Summary of Geological History of South-Eastern Egypt.
Having in the foregoing pages discussed the evidences for the relative ages of the different classes of rocks and their mutual relations, we may now endeavour to reconstruct the past geological history of this part of Egypt from the information gathered. In this process we shall reverse the order of consideration taken above, and begin with the oldest rocks.
The schists and gneisses probably represent, not the original crust of consolidation of the earth, but a complex of ancient sedimentary and igneous rocks, laid down in pre-Palæozoic times and subsequently crushed, folded, and faulted into mountains which were subsequently denuded and worn down. In parts of the main mountain-masses we may possibly still have the cores of some of these ancient elevations, but most of the present mountain peaks are formed of a later series of igneous rocks.
The first igneous intrusions into the schists and gneisses were the granites which form such peaks as Gebels Nugrus, Faraid, and Elba. Then followed crushing and folding of these rocks, giving them often a gneissose structure and opening fissures, up which came later intrusions, mostly of basic rocks, in the form of dykes. With the dykes or later came great basic intrusions of gabbroid rocks, forming such masses as Gebels Dahanib, Gerf, and Meisah.

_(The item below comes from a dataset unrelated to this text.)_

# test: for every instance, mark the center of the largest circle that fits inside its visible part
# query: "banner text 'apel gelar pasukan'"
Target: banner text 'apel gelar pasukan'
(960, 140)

A long interval now followed of which the rocks contain no record. We do not know whether the area was submerged or not in Palæozoic and early Mesozoic times; but if it was, all trace of the deposits of these ages has vanished in the great denudation which surely took place before the Upper Cretaceous sea swept over the country and deposited the Nubian sandstone. We do not know whether the Red Sea mountains then stood up as islands, or whether they were subsequently elevated. Nor do we know whether the area remained wholly or partly submerged during the Eocene period. But we are sure that at some time between the Upper Cretaceous and Oligocene epochs there was a great elevation of the land, with folding and faulting, especially in the areas now occupied by the great mountain masses, and possibly the mountains had their origin in this movement of elevation. The Red Sea depression may well have originated in a complementary sinking at this same period. The depth of the sea is of the same order (2,000 metres) as the height of the mountains on the adjacent land.
In the succeeding Oligocene period the land was being sculptured into something like its present form, and probably the main drainage lines of to-day were then formed.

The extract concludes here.